ナースも家族のように大切に感じていた患者さんが旅立ったことに、いつもいつも切なく寂しい気持ちがあるんです。今回、ご家族と一緒にお手紙を書く時間を持てたことは、一歩前に踏み出すいいきっかけになったんじゃないかなと思います。
「さくら さくら」では、すべての方がご自分の気持ちをざっくばらんにお話し下さったように思います。優しい照明や音楽の中で、リラックスしながら、その時のことを思い出すことができたんじゃないかなと。そして、こみあげてきたものを、最後、メッセージカードが受け止めてくれたから、また落ち着いた時間に帰ることができた。
すごくいい時間だったと思います。


――会を開いたことで、担当ナースさんやご家族に変化はありましたか?

「あの時ナースさんに肩を支えてもらって、こんな風に声をかけてもらったのよ」とか、「私の健康状態も気にかけて、マッサージしてくれたのよ」とか、ちょっとした出来事もしっかり覚えていてくださる方が多かったんです。それは大きな励みになりましたね。必死にケアする中、ナースたちは戸惑うこともあるのですが、「そんなところまで見てくれてたんだ」と思えたことで、明日のケアへの自信が付いた気がします。
新人のナースの中には、「先輩のように上手にできなかった」と悩む者もいます。でも、今回の遺族会で、「あなただから良かったのよ」と、皆さん、若いナースの新鮮な考え方、危なげなところも含めて、認めてくださいました。そうした言葉をいただけたことは、スタッフを認め、癒す効果もあったように思います。
少し時間をおいて、落ち着いた状況で振り返れたからこそ、お互いを温め合う会になれたと思います。改めて、ご家族とナース、そして医師も含めて、旅立ちを一緒に支えた仲間、戦友になれたのかな、と。

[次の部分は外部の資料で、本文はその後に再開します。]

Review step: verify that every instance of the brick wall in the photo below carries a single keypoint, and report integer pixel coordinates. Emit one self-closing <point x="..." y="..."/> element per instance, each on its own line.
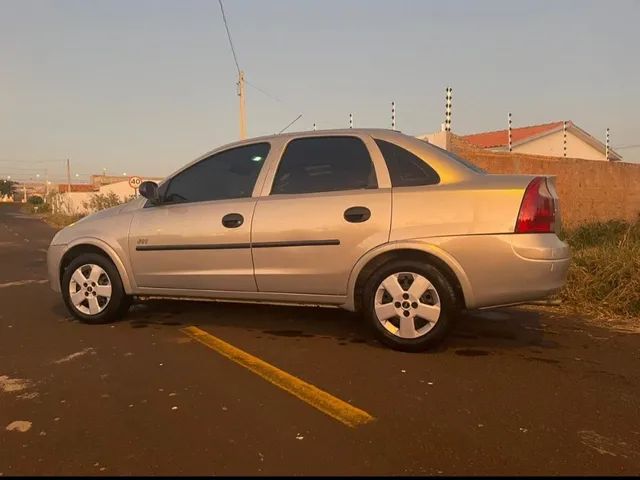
<point x="589" y="190"/>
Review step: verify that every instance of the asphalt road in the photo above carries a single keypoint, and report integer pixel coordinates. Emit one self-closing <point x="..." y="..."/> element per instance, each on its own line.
<point x="513" y="391"/>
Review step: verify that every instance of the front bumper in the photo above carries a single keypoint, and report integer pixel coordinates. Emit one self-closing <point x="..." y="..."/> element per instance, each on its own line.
<point x="54" y="257"/>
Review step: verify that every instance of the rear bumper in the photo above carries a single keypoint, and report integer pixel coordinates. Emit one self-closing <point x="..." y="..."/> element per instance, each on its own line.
<point x="54" y="257"/>
<point x="505" y="269"/>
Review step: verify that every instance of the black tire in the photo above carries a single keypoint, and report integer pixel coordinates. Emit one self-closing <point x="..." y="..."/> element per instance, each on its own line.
<point x="119" y="302"/>
<point x="448" y="305"/>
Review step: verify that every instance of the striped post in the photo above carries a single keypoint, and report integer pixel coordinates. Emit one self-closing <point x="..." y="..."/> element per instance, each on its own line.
<point x="447" y="113"/>
<point x="393" y="115"/>
<point x="509" y="131"/>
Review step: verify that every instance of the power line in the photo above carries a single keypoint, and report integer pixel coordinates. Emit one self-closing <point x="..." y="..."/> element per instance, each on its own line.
<point x="226" y="26"/>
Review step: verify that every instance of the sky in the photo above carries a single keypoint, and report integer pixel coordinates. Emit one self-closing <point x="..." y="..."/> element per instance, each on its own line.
<point x="145" y="86"/>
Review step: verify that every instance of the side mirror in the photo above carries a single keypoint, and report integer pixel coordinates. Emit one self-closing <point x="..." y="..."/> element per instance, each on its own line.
<point x="149" y="190"/>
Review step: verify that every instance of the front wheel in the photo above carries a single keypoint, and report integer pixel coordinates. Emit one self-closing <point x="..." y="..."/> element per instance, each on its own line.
<point x="92" y="289"/>
<point x="411" y="305"/>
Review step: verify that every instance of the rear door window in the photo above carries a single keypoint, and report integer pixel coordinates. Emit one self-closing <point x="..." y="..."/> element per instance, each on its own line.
<point x="324" y="164"/>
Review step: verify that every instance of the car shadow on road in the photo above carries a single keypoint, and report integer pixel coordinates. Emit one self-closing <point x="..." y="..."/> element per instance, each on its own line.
<point x="474" y="333"/>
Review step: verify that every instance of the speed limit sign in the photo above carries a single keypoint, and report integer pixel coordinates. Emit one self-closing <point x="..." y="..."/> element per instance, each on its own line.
<point x="134" y="182"/>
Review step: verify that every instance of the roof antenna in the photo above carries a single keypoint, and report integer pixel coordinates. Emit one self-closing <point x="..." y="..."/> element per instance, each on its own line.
<point x="297" y="118"/>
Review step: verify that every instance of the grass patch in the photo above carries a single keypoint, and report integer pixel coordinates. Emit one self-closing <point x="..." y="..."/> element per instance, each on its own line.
<point x="57" y="220"/>
<point x="60" y="220"/>
<point x="604" y="276"/>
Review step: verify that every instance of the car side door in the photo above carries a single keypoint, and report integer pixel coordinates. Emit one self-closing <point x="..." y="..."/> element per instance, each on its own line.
<point x="328" y="203"/>
<point x="198" y="237"/>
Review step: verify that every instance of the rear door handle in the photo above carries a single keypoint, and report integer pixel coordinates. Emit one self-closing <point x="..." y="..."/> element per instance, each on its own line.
<point x="357" y="214"/>
<point x="232" y="220"/>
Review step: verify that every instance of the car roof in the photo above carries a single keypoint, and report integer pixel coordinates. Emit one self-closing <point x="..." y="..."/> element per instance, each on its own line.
<point x="313" y="133"/>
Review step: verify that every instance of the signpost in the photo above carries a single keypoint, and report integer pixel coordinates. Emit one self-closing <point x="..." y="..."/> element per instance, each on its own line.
<point x="134" y="182"/>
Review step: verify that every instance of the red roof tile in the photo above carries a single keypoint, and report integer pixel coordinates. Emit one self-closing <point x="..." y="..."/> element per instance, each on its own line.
<point x="500" y="138"/>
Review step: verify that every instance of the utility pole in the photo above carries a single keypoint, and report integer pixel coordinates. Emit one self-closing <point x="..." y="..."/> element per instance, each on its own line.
<point x="68" y="176"/>
<point x="243" y="116"/>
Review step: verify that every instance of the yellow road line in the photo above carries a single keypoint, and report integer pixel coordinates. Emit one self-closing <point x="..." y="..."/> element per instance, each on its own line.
<point x="326" y="403"/>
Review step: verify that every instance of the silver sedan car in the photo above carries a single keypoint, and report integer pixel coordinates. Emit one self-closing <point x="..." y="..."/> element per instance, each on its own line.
<point x="368" y="220"/>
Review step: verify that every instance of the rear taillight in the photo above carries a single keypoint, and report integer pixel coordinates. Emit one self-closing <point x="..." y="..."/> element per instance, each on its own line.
<point x="538" y="209"/>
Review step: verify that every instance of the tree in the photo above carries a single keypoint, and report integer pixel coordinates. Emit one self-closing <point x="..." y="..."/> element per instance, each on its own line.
<point x="101" y="201"/>
<point x="6" y="188"/>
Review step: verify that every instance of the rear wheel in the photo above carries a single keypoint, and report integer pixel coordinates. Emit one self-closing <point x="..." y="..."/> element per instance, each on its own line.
<point x="92" y="289"/>
<point x="410" y="305"/>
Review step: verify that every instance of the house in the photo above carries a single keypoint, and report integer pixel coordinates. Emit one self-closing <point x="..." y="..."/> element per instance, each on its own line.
<point x="547" y="140"/>
<point x="77" y="187"/>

――今後、この活動をどのように発展させていきたいですか?

北海道の訪問看護ステーションの方から絵ハガキをいただいたんですが、「遺族会いかがでしたか? 早速、自分たちでも開いてみたいです」と書いてあったんです。
大切な方を亡くされたご家族と最期を支えたスタッフが語り合う場が欲しいという思いは、おそらく多くの方がもっていらっしゃるのではないかと思います。「さくらさくら」で体験したことをきちんと皆さんにお伝えすることで、こうしたお別れ会が訪問介護の新たな活動として広がっていけばいいな、と。
少子化の時代を迎えた今、お看取りをするご家族の負担はとても大きなものとなっています。自分の全てを捧げて看取られた方が、しばらく仕事に復帰できないくらい、燃え尽きてしまった例もたくさんある。そうした方々にまた元気にお仕事をしていただくためにも、遺族会やお別れ会が必要なのだと思います。そして、こうした場が増えることが、お互いがそっと支え合う街づくりにつながるはずです。
いずれは、グリーフケアについての理解も進み、地域の企業が遺族会やお別れ会を一緒にやってくれるようになるかもしれないですね。大学などが会場を貸してくれたりすることだってあるかもしれない。協力してくださる方の知恵も借りながら、今できること、後につながること、長続きできることをやりたいと考えています。
『Story』さんにも、企画から、運営の仕方から、いろんなことを支えていただきました。
来年は、お彼岸に合わせて春と秋2回なんてことも考えたりしています。ご家族と直接顔を見せあうことで、お互いが安心できるのですから、年に何回あってもいいですよね。